Les ressources proposées par les écrans sont sans limites… mais cette absence de limites n’est-elle pas justement aussi un problème ?

Il est clair aujourd’hui que les formats, programmes diffusés sur nos écrans sont perpétuels : que ce soit à la télévision, sur ordinateur ou via le smartphone, tout contenu visionné succède à un autre ; plus rien ne marque clairement la fin d’une histoire dès lors qu’un autre programme est déjà annoncé ou débute sans transition (souvenons-nous d’un temps pas si éloigné où les génériques de fin de film duraient longtemps, au point d’avoir le temps d’engager une discussion avec l’entourage sur ce que l’on venait de regarder…). Les images ne sont plus réellement choisies par celui qui les regarde ; elles sont parfois proposées par la machine dont l’intelligence artificielle a enregistré les préférences de son utilisateur. Et cette suggestion de l’appareil enraye par là même le désir, l’envie de rechercher et découvrir.

Essayons d’imaginer l’influence de ces constats dans le comportement d’un jeune utilisateur ou d’un adulte : pas vraiment de fin à l’histoire mais une succession d’images proposées (et non recherchées) qui alternent entre contenus adaptés à l’âge du public, et contenus nocifs. Quel temps pour prendre du recul sur ce qui a été vu alors que d’autres propositions sont faites, voire déjà amorcées ? Quel impact sur le comportement de celui qui regarde et éprouvera diverses émotions (alternant rire, angoisse, peur, etc) sans avoir de moment pour y mettre des mots ? Ces changements d’états, liés aux images que l’on regarde ne feront-ils pas naître chez un adolescent notamment, de plus en plus de mouvements d’humeur (du calme à l’agressivité, de la sérénité à l’anxiété) dans des situations du quotidien ? Enfin l’absence de cadre dans l’usage des technologies ne risque-t-il pas de détruire les rituels nécessaires à l’épanouissement de chacun : la convivialité d’un repas en famille, un sommeil réparateur et donc moins perturbé par le son ou la lumière d’un smartphone, des loisirs qui profitent à chacun sans que le stress ou la performance induits par le travail ne s’invitent suite à la réception d’un mail professionnel ?

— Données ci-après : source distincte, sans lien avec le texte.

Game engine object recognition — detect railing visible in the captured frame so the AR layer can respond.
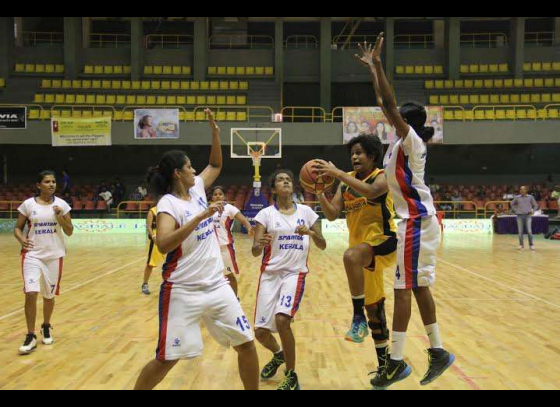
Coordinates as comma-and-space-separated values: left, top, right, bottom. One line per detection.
525, 31, 555, 46
23, 31, 64, 47
89, 33, 132, 48
0, 201, 21, 219
117, 201, 155, 219
208, 34, 274, 49
395, 34, 435, 49
145, 34, 194, 49
484, 201, 511, 219
332, 34, 379, 48
282, 106, 327, 123
461, 33, 509, 48
284, 35, 319, 49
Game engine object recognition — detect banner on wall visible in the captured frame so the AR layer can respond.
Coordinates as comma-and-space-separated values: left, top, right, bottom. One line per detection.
51, 116, 112, 147
134, 109, 179, 140
0, 107, 27, 130
343, 106, 443, 144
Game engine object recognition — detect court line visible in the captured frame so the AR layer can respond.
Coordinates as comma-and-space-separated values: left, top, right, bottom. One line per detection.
438, 259, 560, 309
0, 259, 144, 321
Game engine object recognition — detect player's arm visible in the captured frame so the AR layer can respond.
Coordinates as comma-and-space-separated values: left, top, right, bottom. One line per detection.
358, 33, 410, 139
14, 213, 33, 250
296, 221, 327, 250
252, 222, 272, 257
146, 211, 154, 240
156, 202, 224, 254
235, 212, 254, 236
200, 109, 224, 189
317, 184, 344, 222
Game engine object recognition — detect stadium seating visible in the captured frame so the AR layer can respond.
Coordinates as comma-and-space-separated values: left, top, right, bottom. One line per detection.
395, 65, 443, 76
208, 66, 274, 77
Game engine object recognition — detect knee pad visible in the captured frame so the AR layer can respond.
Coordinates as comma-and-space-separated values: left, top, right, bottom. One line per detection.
368, 300, 391, 341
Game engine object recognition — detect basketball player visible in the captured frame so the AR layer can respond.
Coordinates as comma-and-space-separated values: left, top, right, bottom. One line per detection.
14, 171, 74, 355
142, 207, 165, 295
253, 170, 327, 390
356, 33, 455, 389
136, 110, 259, 390
212, 187, 253, 296
316, 135, 397, 367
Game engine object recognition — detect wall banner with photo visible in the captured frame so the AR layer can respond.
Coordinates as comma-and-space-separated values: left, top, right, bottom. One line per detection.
134, 109, 179, 140
343, 106, 443, 144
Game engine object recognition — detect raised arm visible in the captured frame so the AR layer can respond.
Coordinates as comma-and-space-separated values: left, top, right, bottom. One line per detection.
358, 33, 410, 139
200, 109, 224, 189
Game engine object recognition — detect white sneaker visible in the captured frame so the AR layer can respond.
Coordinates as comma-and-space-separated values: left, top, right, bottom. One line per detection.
41, 324, 54, 346
19, 334, 37, 355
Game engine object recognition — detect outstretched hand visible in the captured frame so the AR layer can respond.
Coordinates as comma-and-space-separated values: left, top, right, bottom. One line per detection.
354, 33, 385, 67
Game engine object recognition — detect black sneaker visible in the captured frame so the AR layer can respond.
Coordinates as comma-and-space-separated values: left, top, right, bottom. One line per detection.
41, 324, 54, 345
19, 334, 37, 355
371, 360, 412, 390
261, 352, 286, 381
420, 349, 455, 386
278, 370, 301, 391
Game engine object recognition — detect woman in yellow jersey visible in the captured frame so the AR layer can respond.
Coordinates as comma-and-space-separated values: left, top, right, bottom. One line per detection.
316, 135, 397, 372
142, 207, 165, 295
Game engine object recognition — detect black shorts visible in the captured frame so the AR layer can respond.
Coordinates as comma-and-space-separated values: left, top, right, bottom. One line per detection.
367, 236, 398, 271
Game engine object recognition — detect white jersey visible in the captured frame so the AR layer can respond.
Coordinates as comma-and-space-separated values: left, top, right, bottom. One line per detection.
384, 127, 436, 219
214, 204, 240, 246
255, 205, 319, 273
18, 197, 72, 261
157, 177, 227, 290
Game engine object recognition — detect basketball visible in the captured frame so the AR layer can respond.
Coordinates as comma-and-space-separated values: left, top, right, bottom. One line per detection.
299, 160, 334, 194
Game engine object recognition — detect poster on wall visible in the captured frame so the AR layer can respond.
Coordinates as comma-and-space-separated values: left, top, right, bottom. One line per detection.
343, 106, 443, 144
0, 107, 27, 130
51, 116, 112, 147
134, 109, 179, 140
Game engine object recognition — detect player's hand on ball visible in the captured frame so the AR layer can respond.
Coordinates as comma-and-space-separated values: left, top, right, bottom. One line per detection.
259, 233, 273, 249
296, 226, 311, 236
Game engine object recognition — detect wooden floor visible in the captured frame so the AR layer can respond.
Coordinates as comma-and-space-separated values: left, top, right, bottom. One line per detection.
0, 231, 560, 390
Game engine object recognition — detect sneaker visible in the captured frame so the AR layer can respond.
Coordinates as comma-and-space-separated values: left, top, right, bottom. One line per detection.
278, 370, 301, 391
344, 315, 369, 343
371, 360, 412, 390
261, 352, 285, 381
19, 334, 37, 355
41, 324, 54, 346
420, 349, 455, 386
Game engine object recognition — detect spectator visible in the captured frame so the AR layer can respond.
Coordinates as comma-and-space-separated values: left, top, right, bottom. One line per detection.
62, 170, 72, 195
511, 187, 539, 250
99, 188, 113, 212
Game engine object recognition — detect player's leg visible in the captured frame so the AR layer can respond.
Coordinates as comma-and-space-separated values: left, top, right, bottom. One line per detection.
344, 244, 373, 343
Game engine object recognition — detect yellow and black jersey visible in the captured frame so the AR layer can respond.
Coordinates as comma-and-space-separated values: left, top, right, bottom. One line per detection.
342, 169, 397, 247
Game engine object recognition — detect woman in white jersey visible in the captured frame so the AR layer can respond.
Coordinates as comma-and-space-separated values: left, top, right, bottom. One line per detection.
136, 110, 259, 390
356, 33, 455, 389
253, 170, 327, 390
14, 171, 74, 355
212, 186, 253, 296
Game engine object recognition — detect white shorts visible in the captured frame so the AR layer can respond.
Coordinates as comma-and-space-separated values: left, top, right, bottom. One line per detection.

Plus que de subir la présence des écrans dans la vie de tous les jours, prenons aussi le temps d’interroger ce qu’ils apportent. Intéressons-nous à ce que les adultes y pratiquent, à ce que les jeunes regardent: il suffit de le leur demander et leur réponse à ce moment-là sera précieuse. Cette réponse peut être un mot sur ce qu’ils ressentent, un moment d’échange et de partage, la fin que l’on donne à un espace qui n’a pas de limites.